Their story was passed down for many centuries by word of mouth. It was used by Moses under Divine Inspiration when he composed the first five books of the Bible; i.e. the Pentateuch or as the Jews know it, the Torah.
As the Divine Liturgy came to be formed, Abel’s sacrifice received “pride of place” because of its invaluable characteristic: Purity of Intention. It is the first account in the Bible of the Lamb of God Sacrifice.
Jesus Himself referred to “Abel the just” (Cf. Mt. 23:35) as did several of the Apostles. In our own day the Council Fathers, too, mentioned Abel (Cf. Dogmatic Constitution on the Church, Ch. 1, 2). No wonder modern liturgists employed its reference in Eucharistic Prayer #1, called the Roman Canon:
“Look with favor on these offerings and accept them as once you accepted the gifts of your servant Abel . . .”
Then there follows a prayer which certainly refers to John’s Apocalypse or Revelation:
“Almighty God, we pray that your angel may take this sacrifice to your altar in heaven . . .”
As we read John’s Revelation (Ch. 5, 6), we can easily derive that God’s plan is including it not only in every Mass we now offer but also in the eternal plan of heaven’s activities. Therefore, it has an eschatological meaning.
Since Abel’s sacrifice entailed the shedding of an animal’s blood, it would be good for us to consider briefly the part that blood played for centuries whenever God made a covenant with the Chosen People before the time of Christ. This will help us understand the shedding of Christ’s blood on the cross and the Sacrament of the Divine Liturgy. The Holy Sacrifice of the Mass is a necessary part of the God-man’s development of this sign. In fact, it was spiritualized by transforming this sacrifice into a Sacrament, “the new and everlasting covenant” (I Cor. 11:23), at the Last Supper. And, again we see this sacrifice immortalized in St. John’s Apocalypse when in Heaven he “saw a Lamb standing as though slain” (Apoc. 5:6), as I mentioned earlier.
Indeed it was this need for “blood” that gave Jesus the motivation to use His divine power to change the wine of the Passover meal into His Precious Blood. This then, led to the institution of the priesthood of the Apostles.
Now we continue with the story: Paul refers to Jesus, in I Cor. 15:45-49, as the second Adam. We can see further analogy to His offspring as being like to the second attempt by God to raise up children pleasing to Him and of clean heart. The primitive example of this is the second son of Adam. The final example of this is those “born of the spirit” who followed Christ (Cf. John 1:13).
Although the elder brother Cain offered of his efforts to till the soil, it was the younger brother, Abel and keeper of the flocks, whose sacrifice, though offered after Cain’s, was acceptable to God; it was offered with a clean heart.

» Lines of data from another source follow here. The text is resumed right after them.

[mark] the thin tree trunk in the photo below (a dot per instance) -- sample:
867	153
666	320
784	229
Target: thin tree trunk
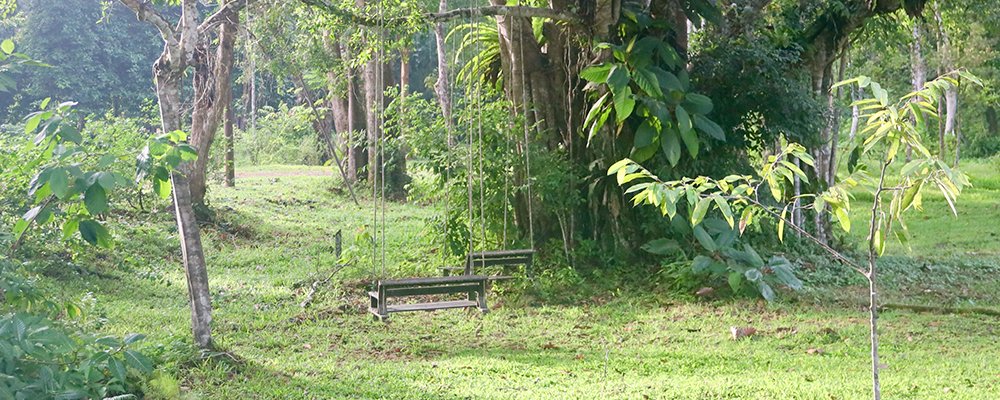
213	93
339	94
352	149
372	125
992	121
441	87
856	94
947	62
958	132
917	67
835	139
230	164
871	275
168	93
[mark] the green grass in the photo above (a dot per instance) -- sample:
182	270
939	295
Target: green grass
275	235
936	231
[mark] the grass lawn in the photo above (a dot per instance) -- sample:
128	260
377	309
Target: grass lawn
275	236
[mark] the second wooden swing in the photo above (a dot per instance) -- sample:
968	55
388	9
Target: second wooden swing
472	286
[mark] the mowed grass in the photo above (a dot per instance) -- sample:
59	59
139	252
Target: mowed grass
276	237
936	230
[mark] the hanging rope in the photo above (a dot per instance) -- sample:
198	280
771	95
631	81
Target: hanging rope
482	176
380	95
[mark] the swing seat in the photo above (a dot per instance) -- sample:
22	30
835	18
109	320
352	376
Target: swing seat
502	258
472	285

God even gave Cain a second chance by suggesting that Cain be reconciled; for then his sacrifice would also be acceptable to God. Jesus laid down this same condition when He told His followers to leave their gifts at the altar and to first go reconcile themselves with their brothers; only then were they to come and offer gifts at the altar (Cf. Mat. 5:23 ff.). This is a good reason for our modern liturgists to move the “sign of peace” to the beginning of the Mass. The sign that God gave Cain served two purposes: 1) it would remain permanently as a sign of God’s special protection, reminding us of the spiritual character that is given by three of the sacraments instituted by Christ; Baptism, Confirmation, and Holy Orders and 2) it assured Cain that God would save him from being slain by others.
Because Cain was forced to wander the face of the earth, he carried the message wherever he went; much like the future children of Abraham who carried the mark of their covenant with God in the flesh (circumcision). They also bore witness to the purity of God’s message into all the lands which they traveled.
So too, the early followers of Christ were driven out of the Holy Land by the Romans and the Jews after A.D. 70. It is interesting to note that only one Apostle died in Jerusalem; James, the brother of John. “The blood of a martyr becomes the seed of Christians!”
“Blessed are the clean of heart, for they shall see God.” – The Beatitudes.